Türkiye’de iş ve sanayi adamlarının tıpkı ABD ‘de olduğu gibi ellerinde içi dolar dolu James Bond çantalar siyasete şu ya da bu yolla yön vermelerini kabul etmek eşyanın doğasına aykırı. Demokrasilerde topluma yön veren kanaat önderleri, baskı grupları, sivil toplum örgütleri olabilir ama, iş adamının bireysel eylemleri; iki yönden akıllıca olmaz. Birincisi: Partileri yeniden düzenlemek onları sonunda mutlaka zora sokar.
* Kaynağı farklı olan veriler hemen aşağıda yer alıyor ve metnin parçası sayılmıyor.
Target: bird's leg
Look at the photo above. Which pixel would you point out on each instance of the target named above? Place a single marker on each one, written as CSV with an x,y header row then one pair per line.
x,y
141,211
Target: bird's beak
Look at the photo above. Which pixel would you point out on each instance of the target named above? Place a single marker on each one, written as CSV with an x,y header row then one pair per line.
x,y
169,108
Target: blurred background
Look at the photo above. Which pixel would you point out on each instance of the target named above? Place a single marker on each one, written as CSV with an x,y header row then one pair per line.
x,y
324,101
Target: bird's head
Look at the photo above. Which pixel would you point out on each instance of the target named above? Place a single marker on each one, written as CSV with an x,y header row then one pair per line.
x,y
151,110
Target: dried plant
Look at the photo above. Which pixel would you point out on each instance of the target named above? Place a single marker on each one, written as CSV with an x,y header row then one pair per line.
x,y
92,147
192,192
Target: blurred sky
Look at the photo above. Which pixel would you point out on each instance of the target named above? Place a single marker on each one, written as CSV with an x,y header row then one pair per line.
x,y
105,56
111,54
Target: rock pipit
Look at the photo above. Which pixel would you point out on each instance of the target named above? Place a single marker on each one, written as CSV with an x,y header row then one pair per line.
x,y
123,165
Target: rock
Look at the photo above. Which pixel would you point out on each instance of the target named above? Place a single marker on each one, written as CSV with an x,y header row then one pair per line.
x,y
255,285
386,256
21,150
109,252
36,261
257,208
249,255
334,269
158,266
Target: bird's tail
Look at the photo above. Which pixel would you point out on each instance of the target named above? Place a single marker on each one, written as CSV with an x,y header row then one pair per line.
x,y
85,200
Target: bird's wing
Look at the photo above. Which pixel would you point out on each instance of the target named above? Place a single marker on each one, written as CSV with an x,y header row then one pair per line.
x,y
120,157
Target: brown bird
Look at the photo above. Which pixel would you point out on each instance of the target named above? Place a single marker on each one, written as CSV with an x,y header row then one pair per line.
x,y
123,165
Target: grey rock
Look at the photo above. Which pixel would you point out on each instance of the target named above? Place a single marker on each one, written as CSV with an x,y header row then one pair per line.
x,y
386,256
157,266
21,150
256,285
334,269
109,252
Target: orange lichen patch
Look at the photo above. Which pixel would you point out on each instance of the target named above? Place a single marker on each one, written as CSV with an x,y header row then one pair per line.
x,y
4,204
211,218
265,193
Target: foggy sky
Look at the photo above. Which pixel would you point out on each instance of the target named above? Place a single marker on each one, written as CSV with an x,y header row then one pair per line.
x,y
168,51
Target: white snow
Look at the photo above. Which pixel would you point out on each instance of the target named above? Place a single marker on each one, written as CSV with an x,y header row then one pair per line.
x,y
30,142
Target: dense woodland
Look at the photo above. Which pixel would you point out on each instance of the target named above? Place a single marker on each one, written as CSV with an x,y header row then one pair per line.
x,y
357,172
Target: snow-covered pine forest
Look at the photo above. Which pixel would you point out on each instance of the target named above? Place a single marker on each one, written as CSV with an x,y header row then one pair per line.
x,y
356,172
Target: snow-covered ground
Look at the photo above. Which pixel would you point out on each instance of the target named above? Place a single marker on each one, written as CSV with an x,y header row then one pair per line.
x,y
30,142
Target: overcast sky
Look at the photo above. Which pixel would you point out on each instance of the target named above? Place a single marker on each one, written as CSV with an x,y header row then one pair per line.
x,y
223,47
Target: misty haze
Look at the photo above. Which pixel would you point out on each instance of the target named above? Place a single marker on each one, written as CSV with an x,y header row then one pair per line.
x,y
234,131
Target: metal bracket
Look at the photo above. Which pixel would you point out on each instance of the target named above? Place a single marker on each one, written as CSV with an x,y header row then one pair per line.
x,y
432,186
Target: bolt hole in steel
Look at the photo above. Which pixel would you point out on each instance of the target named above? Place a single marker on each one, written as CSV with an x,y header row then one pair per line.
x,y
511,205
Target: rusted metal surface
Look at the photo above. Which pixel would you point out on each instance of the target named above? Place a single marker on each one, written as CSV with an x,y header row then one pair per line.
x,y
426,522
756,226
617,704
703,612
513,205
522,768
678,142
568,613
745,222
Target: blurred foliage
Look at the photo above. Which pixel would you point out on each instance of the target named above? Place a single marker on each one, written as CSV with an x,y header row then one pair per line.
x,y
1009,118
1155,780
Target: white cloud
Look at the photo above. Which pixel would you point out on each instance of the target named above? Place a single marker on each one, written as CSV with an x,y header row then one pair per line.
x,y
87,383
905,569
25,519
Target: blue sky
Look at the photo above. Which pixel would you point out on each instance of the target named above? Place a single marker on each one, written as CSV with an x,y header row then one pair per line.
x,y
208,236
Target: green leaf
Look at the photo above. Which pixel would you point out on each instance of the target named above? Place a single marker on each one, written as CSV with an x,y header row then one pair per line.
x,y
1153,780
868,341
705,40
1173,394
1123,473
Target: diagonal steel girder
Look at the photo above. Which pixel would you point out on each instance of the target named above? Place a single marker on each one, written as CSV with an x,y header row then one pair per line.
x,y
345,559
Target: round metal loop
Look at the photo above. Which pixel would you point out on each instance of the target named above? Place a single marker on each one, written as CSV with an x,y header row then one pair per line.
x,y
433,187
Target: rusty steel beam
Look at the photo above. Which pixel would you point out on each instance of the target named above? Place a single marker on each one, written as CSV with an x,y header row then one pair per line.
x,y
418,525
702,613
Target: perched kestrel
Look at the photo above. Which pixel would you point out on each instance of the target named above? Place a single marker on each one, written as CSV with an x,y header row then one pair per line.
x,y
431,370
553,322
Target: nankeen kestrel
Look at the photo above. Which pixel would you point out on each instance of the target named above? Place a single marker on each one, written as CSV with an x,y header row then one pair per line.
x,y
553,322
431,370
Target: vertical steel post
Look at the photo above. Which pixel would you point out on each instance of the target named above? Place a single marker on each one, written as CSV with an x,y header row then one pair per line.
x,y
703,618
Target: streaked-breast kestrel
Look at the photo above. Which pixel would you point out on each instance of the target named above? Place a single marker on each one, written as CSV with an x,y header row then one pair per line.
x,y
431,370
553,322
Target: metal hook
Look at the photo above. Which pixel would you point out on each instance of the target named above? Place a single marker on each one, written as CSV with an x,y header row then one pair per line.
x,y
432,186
Ağır bedeller ödetir. İkincisi ise, hele bir seçim öncesinde seçime müdahale anlamına gelir ki; Dolmabahçe mülakatından daha zararlı bir müdahaledir tarzıdır da o nedenle.
SİYASETE KİM MÜDAHELE EDEBİLİR?
Bir ülkede askerin kurduğu rejime sahip çıkması “Vesayet rejimi” sayılıyor deniyorsa, ordu üzerinde yapılacak ve orduyu zafiyete uğratacak demokrasiyi zora sokacak bir anlam kazanmışsa, iç finans odaklarının, yani petrol veya Otomotiv, ya da İlaç sektörünün siyaseti parmaklaması, ya da siyasete dolaylı yoldan akıl vermesine ne diyeceğiz? Ya hele dış uzantıları ortada ve cümle alem biliyorsa?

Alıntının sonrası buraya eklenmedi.